Reviews for Midnight Sun
Guest chapter 4 . 12/21/2013
hi, why r u not writing ny more. u r good... pls continue.
Guest chapter 4 . 6/10/2013
I hope you continue writing, the text become better and better for each chapter! Keep up the good work :)
Guest chapter 4 . 5/26/2013
You really should continue writing!
I think its Great :)
But you should write more Not so Little
None Ya chapter 4 . 3/20/2013
THIS SUCKS! I hate when ppl don't finish there stories... Plus, it took u SO LONG to write so little
XxVamping-Bella-DarknessxX chapter 4 . 3/7/2013
Naomi chapter 4 . 8/9/2012
I love it! I've always wondered what happens (so badly) after Stephanie Meyer stops writing. I'm glad you wrote this! It's really well written!

Please continue? :))

Naomi xx
Jess chapter 4 . 4/12/2012
U make the best stories keep goin ur real good please please please!
XobunnyoX chapter 4 . 1/18/2012
This is brilllllllllliant!

Stephanie Meyer is taking soooo lOng with it! Your version is epicc! I love it! Keep writing plz :)
Grace chapter 4 . 11/13/2011
It's good, really good. I can't wait for the meadow sceene. Obviously it will be harder for you to come up with the twists SM puts in her writtings (like the window). too late to change it now but Edward can't read Charle's mind, only the ...tenor, almost the emotion part of his thoughts. I can only imagine that Rene's thoughts sound like Stephen Hawking. ;D
big fan chapter 4 . 8/14/2011
Wow your writing is amazing u really talented:D
big fan chapter 4 . 8/14/2011
Wow your writing is amazing u really talented:D
shanpam13 chapter 1 . 1/6/2011
ok, it's prety good. but try to make it more masculine. it still sounds like edward, just allitle girly. also, S.M. writes in PAST TENCE so try that out and you'll be on your way! keep writing! never let anyone discourage you!
Mischa chapter 4 . 1/5/2011
I really like it! Pleassssseeeeeeeeeee continue it! I think that you should maybe put a bit more of the Cullen family into it and show them talking and what they think about it all.
alicat 3 chapter 4 . 9/12/2010
Okay first of all, i think what you are writing is amazing and i think its nice how you've written this for everyone.
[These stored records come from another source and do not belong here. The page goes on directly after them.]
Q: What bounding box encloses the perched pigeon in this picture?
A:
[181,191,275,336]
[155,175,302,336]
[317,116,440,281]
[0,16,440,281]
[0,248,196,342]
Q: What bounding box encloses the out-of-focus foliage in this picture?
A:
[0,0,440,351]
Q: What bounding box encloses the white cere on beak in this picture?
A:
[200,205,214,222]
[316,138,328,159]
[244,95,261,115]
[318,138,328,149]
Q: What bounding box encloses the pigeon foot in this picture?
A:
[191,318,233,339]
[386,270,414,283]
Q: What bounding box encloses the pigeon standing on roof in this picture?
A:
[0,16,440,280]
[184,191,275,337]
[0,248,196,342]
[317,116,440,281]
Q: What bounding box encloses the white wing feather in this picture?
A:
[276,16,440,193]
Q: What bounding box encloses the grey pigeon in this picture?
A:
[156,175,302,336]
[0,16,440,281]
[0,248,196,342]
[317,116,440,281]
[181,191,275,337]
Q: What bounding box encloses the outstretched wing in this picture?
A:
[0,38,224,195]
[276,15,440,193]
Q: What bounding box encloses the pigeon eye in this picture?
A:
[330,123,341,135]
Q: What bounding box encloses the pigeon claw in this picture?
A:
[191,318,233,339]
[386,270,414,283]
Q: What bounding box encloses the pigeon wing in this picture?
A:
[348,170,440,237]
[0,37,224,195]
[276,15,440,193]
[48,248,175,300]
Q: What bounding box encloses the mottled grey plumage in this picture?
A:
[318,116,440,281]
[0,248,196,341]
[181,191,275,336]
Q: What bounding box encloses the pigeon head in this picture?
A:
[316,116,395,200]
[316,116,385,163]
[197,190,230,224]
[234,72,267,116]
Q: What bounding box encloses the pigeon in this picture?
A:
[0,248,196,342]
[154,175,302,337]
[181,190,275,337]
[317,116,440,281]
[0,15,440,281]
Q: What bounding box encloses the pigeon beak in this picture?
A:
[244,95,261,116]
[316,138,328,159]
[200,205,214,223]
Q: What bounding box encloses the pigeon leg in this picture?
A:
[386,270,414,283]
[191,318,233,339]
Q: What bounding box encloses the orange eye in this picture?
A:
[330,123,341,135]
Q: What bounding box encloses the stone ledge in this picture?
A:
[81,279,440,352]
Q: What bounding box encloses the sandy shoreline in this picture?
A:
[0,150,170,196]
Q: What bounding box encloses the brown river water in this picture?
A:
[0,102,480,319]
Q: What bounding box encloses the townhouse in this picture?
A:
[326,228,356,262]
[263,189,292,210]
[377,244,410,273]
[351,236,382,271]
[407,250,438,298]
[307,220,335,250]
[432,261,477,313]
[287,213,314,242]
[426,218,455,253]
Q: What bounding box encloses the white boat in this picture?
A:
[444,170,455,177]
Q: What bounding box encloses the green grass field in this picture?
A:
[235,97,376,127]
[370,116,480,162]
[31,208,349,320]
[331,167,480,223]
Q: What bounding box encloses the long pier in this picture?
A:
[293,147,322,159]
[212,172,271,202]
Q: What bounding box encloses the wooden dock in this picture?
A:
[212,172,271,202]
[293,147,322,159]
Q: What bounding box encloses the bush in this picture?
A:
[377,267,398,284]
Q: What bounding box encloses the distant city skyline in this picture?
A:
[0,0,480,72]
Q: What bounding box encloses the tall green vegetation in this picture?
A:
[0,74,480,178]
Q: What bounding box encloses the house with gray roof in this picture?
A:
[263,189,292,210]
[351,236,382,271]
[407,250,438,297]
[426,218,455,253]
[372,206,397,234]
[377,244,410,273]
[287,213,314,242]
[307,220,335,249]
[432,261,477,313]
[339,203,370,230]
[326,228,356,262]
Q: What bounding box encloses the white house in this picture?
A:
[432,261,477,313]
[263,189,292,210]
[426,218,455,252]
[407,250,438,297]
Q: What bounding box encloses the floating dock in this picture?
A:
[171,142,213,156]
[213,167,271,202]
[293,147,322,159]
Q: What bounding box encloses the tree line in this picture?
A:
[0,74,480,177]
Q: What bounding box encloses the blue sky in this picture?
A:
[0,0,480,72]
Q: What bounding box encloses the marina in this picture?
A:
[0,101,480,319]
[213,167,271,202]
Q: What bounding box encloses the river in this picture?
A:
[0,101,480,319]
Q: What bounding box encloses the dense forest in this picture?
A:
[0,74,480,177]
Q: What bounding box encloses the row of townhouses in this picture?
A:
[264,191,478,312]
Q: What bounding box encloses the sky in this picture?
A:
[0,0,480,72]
We all felt like we were left hanging on that first page she wrote!

Second, please don't take my criticism the wrong way, they are only tips for improvement.
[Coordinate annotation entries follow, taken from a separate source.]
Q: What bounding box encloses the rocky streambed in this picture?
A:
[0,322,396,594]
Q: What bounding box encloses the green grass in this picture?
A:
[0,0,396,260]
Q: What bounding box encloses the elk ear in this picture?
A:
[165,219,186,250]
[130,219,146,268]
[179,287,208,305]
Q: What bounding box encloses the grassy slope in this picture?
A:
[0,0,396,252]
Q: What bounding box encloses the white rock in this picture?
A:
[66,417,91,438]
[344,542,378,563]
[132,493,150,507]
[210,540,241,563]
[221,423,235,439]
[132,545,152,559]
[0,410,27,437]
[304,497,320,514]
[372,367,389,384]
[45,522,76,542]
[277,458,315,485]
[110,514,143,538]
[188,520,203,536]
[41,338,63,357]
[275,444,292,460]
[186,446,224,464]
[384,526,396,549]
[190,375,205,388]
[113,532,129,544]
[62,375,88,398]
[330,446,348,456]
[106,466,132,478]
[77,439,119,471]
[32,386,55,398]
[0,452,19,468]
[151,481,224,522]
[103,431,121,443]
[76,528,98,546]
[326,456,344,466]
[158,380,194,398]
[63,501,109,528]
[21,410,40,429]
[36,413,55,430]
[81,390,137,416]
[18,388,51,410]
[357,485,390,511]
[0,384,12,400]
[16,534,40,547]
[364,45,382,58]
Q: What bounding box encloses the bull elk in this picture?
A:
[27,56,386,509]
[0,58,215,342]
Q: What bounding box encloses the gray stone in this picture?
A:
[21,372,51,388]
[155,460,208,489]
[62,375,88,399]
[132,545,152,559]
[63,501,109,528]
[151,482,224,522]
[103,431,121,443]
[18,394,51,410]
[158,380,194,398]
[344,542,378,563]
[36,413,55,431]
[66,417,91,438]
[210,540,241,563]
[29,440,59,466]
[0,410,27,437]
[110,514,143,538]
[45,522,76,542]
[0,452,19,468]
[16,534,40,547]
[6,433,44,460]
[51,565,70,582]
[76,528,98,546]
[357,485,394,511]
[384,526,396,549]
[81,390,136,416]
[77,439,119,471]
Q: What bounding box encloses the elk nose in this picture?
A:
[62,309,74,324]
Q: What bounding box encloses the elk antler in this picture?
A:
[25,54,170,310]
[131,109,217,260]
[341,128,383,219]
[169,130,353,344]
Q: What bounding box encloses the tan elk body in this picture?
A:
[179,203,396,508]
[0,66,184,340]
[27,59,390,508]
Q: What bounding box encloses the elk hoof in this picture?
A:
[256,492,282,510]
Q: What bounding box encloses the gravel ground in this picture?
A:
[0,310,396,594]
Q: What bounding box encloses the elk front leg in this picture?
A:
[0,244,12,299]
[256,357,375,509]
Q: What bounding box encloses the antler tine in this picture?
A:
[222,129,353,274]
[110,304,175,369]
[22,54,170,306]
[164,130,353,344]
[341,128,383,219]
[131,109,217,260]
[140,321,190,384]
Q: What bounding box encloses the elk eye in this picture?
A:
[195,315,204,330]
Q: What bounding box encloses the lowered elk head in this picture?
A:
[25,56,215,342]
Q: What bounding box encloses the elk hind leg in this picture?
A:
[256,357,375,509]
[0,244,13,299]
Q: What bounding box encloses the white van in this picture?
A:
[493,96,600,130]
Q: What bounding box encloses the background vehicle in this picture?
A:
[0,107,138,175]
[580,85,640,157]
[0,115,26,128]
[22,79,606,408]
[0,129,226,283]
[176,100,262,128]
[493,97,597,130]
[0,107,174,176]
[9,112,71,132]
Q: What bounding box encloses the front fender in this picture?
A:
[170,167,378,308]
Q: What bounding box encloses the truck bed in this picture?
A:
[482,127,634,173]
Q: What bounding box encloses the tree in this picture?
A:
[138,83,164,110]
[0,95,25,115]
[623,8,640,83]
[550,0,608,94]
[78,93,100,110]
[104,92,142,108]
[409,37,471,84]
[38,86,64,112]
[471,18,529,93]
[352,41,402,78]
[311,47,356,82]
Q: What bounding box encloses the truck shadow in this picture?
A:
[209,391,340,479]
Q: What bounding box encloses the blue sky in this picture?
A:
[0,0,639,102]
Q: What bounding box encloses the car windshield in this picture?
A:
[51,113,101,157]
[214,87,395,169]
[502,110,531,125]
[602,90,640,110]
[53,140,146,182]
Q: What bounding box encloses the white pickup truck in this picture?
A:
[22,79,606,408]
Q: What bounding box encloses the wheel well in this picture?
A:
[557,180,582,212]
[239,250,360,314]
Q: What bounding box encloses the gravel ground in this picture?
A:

You need to keep Edward's character going on ALL levels. You've continued most of his character but there a few little things that you need to touch on still.
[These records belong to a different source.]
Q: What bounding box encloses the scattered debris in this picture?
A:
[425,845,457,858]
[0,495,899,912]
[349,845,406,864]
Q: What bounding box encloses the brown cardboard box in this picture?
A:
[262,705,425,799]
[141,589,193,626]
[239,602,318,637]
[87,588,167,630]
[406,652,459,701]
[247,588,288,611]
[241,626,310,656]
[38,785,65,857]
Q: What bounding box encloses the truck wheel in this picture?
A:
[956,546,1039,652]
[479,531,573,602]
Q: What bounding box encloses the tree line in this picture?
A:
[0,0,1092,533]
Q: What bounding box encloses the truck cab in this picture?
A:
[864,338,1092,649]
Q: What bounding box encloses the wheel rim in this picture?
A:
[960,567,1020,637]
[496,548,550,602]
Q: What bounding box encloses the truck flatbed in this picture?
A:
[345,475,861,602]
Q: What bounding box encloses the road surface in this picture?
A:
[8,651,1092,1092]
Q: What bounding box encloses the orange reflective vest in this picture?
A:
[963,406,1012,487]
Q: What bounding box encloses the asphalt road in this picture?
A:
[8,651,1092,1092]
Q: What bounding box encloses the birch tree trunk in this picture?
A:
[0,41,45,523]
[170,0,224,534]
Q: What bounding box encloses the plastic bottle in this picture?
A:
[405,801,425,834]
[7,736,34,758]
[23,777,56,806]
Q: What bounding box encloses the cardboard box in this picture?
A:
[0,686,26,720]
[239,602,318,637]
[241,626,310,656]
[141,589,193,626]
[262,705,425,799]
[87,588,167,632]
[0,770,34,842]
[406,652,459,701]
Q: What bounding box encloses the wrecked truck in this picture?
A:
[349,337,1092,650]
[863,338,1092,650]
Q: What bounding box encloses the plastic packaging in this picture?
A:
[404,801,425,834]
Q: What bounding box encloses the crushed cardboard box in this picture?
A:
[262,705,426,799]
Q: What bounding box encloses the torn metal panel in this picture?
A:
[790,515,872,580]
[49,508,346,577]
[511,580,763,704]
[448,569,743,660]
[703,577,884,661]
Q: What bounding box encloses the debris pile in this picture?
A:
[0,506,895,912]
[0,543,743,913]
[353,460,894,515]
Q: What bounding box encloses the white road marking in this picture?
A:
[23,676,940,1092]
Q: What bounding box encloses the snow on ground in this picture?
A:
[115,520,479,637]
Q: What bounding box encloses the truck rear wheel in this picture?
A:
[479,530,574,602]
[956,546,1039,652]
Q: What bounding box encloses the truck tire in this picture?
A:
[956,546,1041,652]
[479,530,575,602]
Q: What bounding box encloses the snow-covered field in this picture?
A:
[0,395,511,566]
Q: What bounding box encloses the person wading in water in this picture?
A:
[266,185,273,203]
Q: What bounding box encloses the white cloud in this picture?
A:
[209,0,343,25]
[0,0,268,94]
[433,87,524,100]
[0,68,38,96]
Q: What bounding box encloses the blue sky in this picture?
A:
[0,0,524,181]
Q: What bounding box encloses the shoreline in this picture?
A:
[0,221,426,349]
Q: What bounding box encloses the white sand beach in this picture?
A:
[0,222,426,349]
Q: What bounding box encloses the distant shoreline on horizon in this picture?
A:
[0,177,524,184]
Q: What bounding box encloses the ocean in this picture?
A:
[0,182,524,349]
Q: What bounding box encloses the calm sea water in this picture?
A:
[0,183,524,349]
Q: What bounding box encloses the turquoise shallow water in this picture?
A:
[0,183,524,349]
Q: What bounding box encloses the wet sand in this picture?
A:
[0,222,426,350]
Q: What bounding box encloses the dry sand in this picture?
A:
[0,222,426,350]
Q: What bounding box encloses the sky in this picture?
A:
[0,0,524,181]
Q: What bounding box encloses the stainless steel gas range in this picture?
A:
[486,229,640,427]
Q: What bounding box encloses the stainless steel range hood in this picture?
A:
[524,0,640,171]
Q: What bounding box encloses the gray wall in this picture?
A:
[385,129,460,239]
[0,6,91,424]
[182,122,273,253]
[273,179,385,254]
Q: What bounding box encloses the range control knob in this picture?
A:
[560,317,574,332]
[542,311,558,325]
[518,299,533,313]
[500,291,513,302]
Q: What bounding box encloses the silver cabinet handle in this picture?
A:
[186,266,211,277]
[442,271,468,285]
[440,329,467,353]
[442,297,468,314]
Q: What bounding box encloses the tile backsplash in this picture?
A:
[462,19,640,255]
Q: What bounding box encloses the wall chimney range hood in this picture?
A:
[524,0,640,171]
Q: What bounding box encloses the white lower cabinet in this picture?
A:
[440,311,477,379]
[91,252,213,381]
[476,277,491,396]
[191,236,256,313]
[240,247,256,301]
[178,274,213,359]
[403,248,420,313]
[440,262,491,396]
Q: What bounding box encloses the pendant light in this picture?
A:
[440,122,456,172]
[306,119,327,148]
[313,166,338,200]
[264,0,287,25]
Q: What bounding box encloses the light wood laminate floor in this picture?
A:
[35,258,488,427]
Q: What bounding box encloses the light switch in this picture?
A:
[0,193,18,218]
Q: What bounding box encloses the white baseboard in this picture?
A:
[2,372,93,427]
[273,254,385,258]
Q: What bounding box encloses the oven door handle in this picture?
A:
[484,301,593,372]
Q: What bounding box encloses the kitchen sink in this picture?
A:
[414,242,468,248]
The same goes for Bella, but not so much. Keep her clumsy, unselfish and her cheeks bright pink!

I know in the real Midnight Sun Edward asks himself a lot of questions about Bella but make sure you don't go too overboard. (It might get a bit annoying for the reader.)

As someone else has mentioned here on the comments as well, Edward needs to mention regularly through his thoughts and inability to stay away from her that the more time he spends with Bella the more he falls in love with her. When he thinks that there is nothing stronger than what he feels for her now, he just falls deeper in love (as does she) making it harder on himself.

Remember that the more time he spends with her the more he be's himself with her.

For the next chapters after the meadow he's got to be very open and less guarded.

Also remember to keep everything in the past tense. It's really easy to slip sometimes (trust me i know) so be careful and double check before posting.

Hope these tips help you.

There isn't much room for improvement. Keep the story alive!

I'll be looking out for the next chapters. D
allymorgann chapter 4 . 8/22/2010
can you keep writing this 4 all 4 books pleasepleaseplease!